患者さんは、「痛い」「しびれる」「動かしにくい」と訴えます。

もちろん、その言葉を丁寧に聞くことは大切です。

ただ、そのまま「神経っぽいですね」「筋肉ですね」「姿勢ですね」と処理すると、かなり危ないことがあります。

主訴は、患者さんの自覚です。

臨床ではそこから一段進んで、外傷があるのか、運動障害があるのか、感覚障害があるのかを分けて見ます。

その中で反射は、主訴を客観化するための重要な材料になります。

まなぶ先生
まなぶ先生

反射って、膝を叩いて出るかどうかを見る検査ですよね。正直、どこまで臨床で使えばいいのか迷います。

瀬谷崎
瀬谷崎

反射だけで何かを決める必要はないです。ただ、反射を見ないと「なんか変だな」に気づけない場面はあります。特に亢進や病的反射は、整骨院で抱え込む所見ではありません。

主訴は、まだ整理前の情報です

患者さんの主訴は、臨床の入口です。

たとえば「しびれる」という言葉ひとつでも、感覚低下なのか、異常感覚なのか、痛みの表現なのか、不安の言語化なのかは分かりません。

「力が入らない」も同じです。

本当に筋力が落ちているのか、痛みで出力できないのか、恐怖感で動かせないのか、協調運動が崩れているのか。

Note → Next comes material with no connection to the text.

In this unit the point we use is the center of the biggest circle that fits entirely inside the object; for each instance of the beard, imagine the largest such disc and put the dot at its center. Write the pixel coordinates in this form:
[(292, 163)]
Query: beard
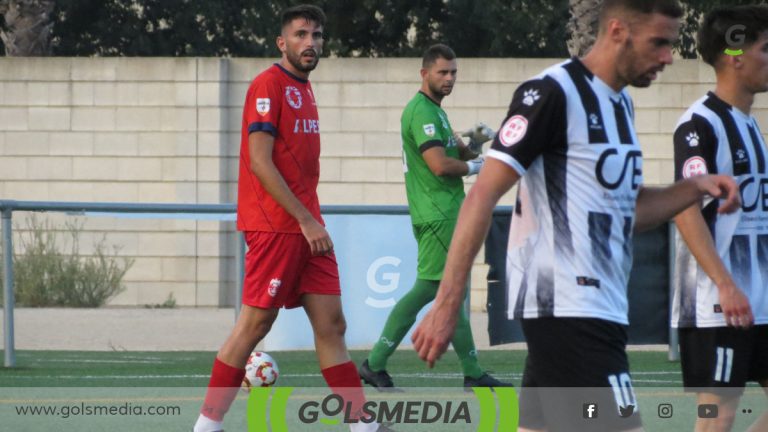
[(633, 75), (439, 90), (296, 61)]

ここを分けずに話を進めると、患者さんの言葉に引っ張られます。

  • 外傷の有無。
    転倒、尻もち、交通事故、スポーツ外傷など、発症のきっかけを確認します。
  • 運動障害の有無。
    筋力、関節可動域、トーヌス、腱反射、病的反射、表在反射、歩容、眼球運動などを確認します。
  • 感覚障害の有無。
    触覚、圧覚、温度感覚、痛覚、視覚、聴覚、嗅覚、味覚など、症状の性質を見ます。

この3つに分けるだけでも、「痛いから揉む」「しびれるから神経を伸ばす」という短絡から離れやすくなります。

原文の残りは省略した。